# Need new end links with coilover?



## PAChevyCruze (May 29, 2016)

About to splurge on some coilovers (Finally!!) and was just wondering if new sway bar end links are needed. Whiteline makes a nice set of adjustable ones or some suggestions are more than welcome. Thanks! 🖖


----------



## Snipesy (Dec 7, 2015)

Needed? No.


----------



## Blasirl (Mar 31, 2015)

PAChevyCruze said:


> About to splurge on some coilovers (Finally!!) and was just wondering if new sway bar end links are needed. Whiteline makes a nice set of adjustable ones or some suggestions are more than welcome. Thanks! 🖖


If you are gonna roll lowered, I would suggest you do get the Whitelines or Eibachs or whatever brand of adjustable. I have the Whitelines and they cured an issue with the sway bar rubbing. I almost have them maxxed out.


----------



## 15CruzeTD (Oct 23, 2019)

I don't think you need them but I would recommend them. I went with ZZP's but the others mentioned before are great options as well.


----------



## PAChevyCruze (May 29, 2016)

15CruzeTD said:


> I don't think you need them but I would recommend them. I went with ZZP's but the others mentioned before are great options as well.


Didnt think of ZZP. Im buying a lot of other stuff from them, so I may as well get those. LOL Thanks. 🖖


----------



## PAChevyCruze (May 29, 2016)

Well, the new coilovers came with adjustable end links, so I wont need those. Will I need new camber bolts or will there be enough adjustment with the stock ones? Im guessing new bolts? Thanks for the tips, btw. 🖖


----------



## Blasirl (Mar 31, 2015)

PAChevyCruze said:


> Well, the new coilovers came with adjustable end links, so I wont need those. Will I need new camber bolts or will there be enough adjustment with the stock ones? Im guessing new bolts?
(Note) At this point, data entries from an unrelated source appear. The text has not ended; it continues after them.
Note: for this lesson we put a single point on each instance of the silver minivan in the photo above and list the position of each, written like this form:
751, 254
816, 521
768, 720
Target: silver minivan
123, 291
Thanks for the tips, btw. 🖖


I went about two years or so without them, but ended up putting them on. For $25 I would just put them on.


----------



## CHEVYCRUZE RS (Mar 29, 2011)

I recommend upgrading with the new coilover install!


----------



## PAChevyCruze (May 29, 2016)

Just did the front. You definitely need to use the adjustable end links. The factory ones are too long. 🖖


----------